The mountains remained in the distance and the marching men passed through gentler land, just past harvest. The wars of east and west had not touched the centre of the province and, even in the rain, the fecundity of this place was clear. On either side of the track, men and women of the Catuvellauni cut beans in long, straight-sided fields. Elsewhere, ewes and lambs grazed, guarded by youths with throwing sticks. In larger paddocks, young weaned bulls fought each other haphazardly or watched from the shelter of aged beech and oak that the axe had not yet sought out. Buzzards circled high over fields where corn stood in shining sheaves and scruffy children with sapling hounds hunted the rats that made their nests within.

The children were the only ones to respond to the column of armed men passing through their land. In the beginning, as the first centuries of the first cohort had passed them by, they had run to the field edges to stare. The boldest among them had skipped alongside offering the men water or pocketfuls of malted barley or twists of smoked meat in return for a coin or a carving. Later, as the morning grew old and the armoured ribbon did not cease, they grew bored and returned to the rats, who gave more sport more consistently. Only when the cavalry passed did they turn once again to stare at the horses and nudge each other and lay uncollectable wagers as to which was fastest, or would make the best brood mare.
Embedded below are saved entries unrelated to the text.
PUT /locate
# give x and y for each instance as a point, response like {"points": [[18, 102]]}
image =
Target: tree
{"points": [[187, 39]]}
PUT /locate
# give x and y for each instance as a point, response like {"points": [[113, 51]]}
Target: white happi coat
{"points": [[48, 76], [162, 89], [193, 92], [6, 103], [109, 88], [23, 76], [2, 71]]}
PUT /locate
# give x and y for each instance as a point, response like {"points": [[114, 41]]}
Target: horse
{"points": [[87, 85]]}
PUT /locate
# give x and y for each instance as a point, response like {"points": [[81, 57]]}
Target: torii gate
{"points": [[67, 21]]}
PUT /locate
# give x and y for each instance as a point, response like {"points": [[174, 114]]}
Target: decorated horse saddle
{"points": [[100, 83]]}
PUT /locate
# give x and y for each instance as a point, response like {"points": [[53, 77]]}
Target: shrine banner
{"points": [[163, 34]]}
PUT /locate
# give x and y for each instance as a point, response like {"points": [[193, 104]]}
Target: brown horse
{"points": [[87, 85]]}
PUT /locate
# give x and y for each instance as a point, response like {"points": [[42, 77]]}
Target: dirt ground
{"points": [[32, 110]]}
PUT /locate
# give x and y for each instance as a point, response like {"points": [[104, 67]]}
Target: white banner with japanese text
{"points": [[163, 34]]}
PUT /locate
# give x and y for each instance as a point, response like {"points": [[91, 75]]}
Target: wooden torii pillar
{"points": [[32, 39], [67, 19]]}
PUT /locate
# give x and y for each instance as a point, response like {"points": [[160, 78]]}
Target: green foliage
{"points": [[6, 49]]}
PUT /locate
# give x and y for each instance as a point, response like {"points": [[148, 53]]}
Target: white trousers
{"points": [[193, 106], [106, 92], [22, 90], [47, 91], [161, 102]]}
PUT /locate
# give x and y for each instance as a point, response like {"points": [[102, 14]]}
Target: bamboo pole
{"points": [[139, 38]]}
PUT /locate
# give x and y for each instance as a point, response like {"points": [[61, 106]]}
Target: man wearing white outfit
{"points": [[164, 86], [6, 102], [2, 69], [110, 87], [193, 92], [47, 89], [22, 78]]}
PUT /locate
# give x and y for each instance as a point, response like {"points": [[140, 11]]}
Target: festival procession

Valerius came last of the last, the snake’s second head, guarding the rear. He felt the children’s eyes on the pied horse as they came within sight and heard the change in tenor of the whispers and knew, with a familiar, unnameable mix of resentment and defiance, that he was recognized here as readily as he was in the east and if here, then it would be the same in the west. The pied horse felt the tension of his hands through the reins and set its jaw against the bit. If he chose, Valerius could lose himself in fighting it.
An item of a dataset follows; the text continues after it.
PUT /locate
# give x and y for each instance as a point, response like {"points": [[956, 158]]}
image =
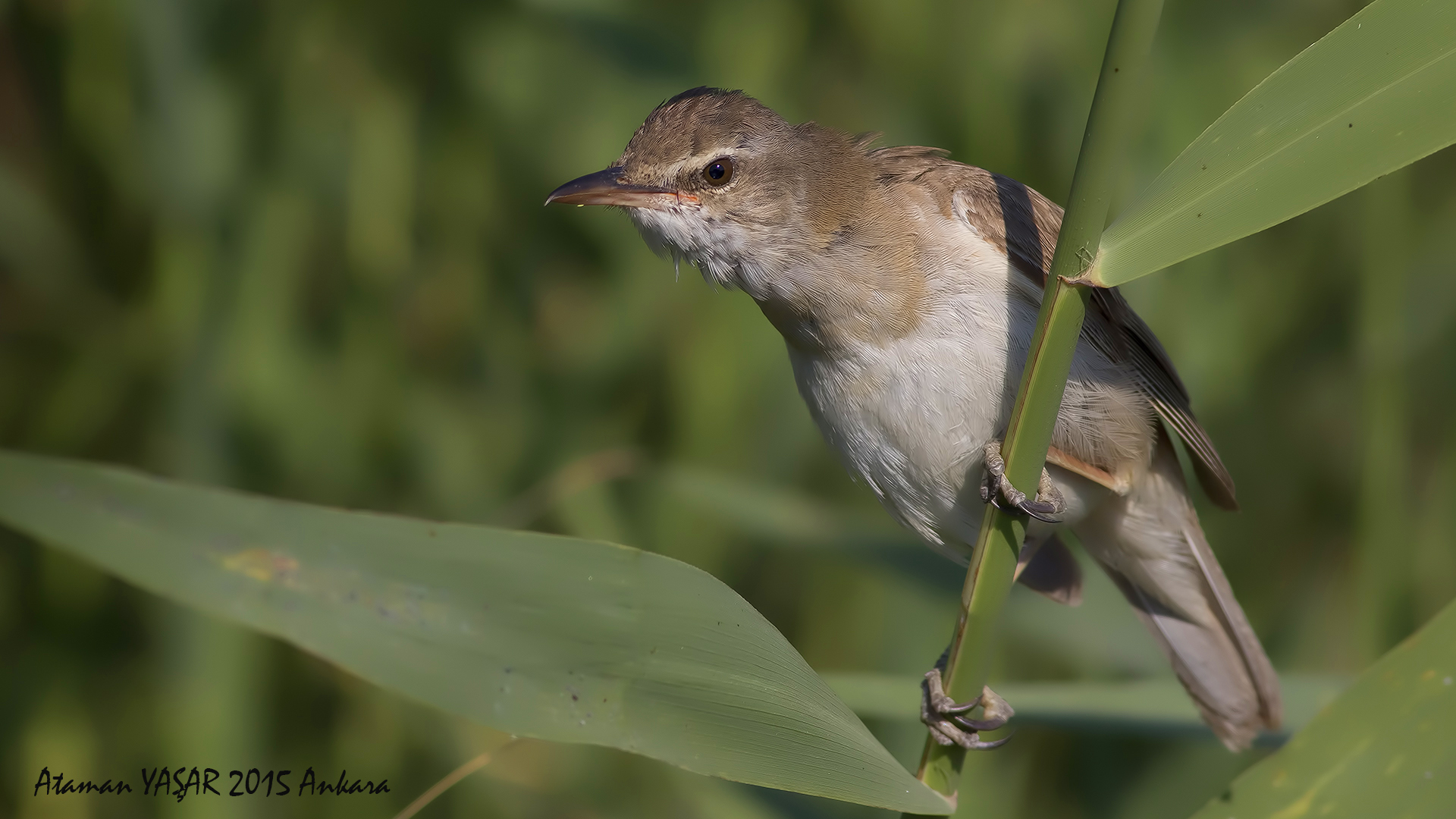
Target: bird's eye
{"points": [[718, 172]]}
“They will be waiting for you, the spear-carriers of the mountains, if we ever see the field of battle.”

Longinus rode a mare that should have been almost as well known as Valerius’ mount but, being chestnut and blandly marked, was not.

“Is that the source of your bad feeling—that they will know me?”

“It should be; they will have their dreamers mark you and set the spear-throwers on you from the start, but no, it’s
something more than that. I’ll tell you when I know. In the meantime, there’s a river ahead that’s flowing fast enough to make the swimming hard. If you want something for the men to do, that might provide it.”

Longinus had always thought like an officer. Valerius grinned. “If I make them ford it, they’ll think it was my idea.”

“Would they be wrong?”

“No. Would you care to bet that Axeto loses hold of his horse before he reaches the far side?”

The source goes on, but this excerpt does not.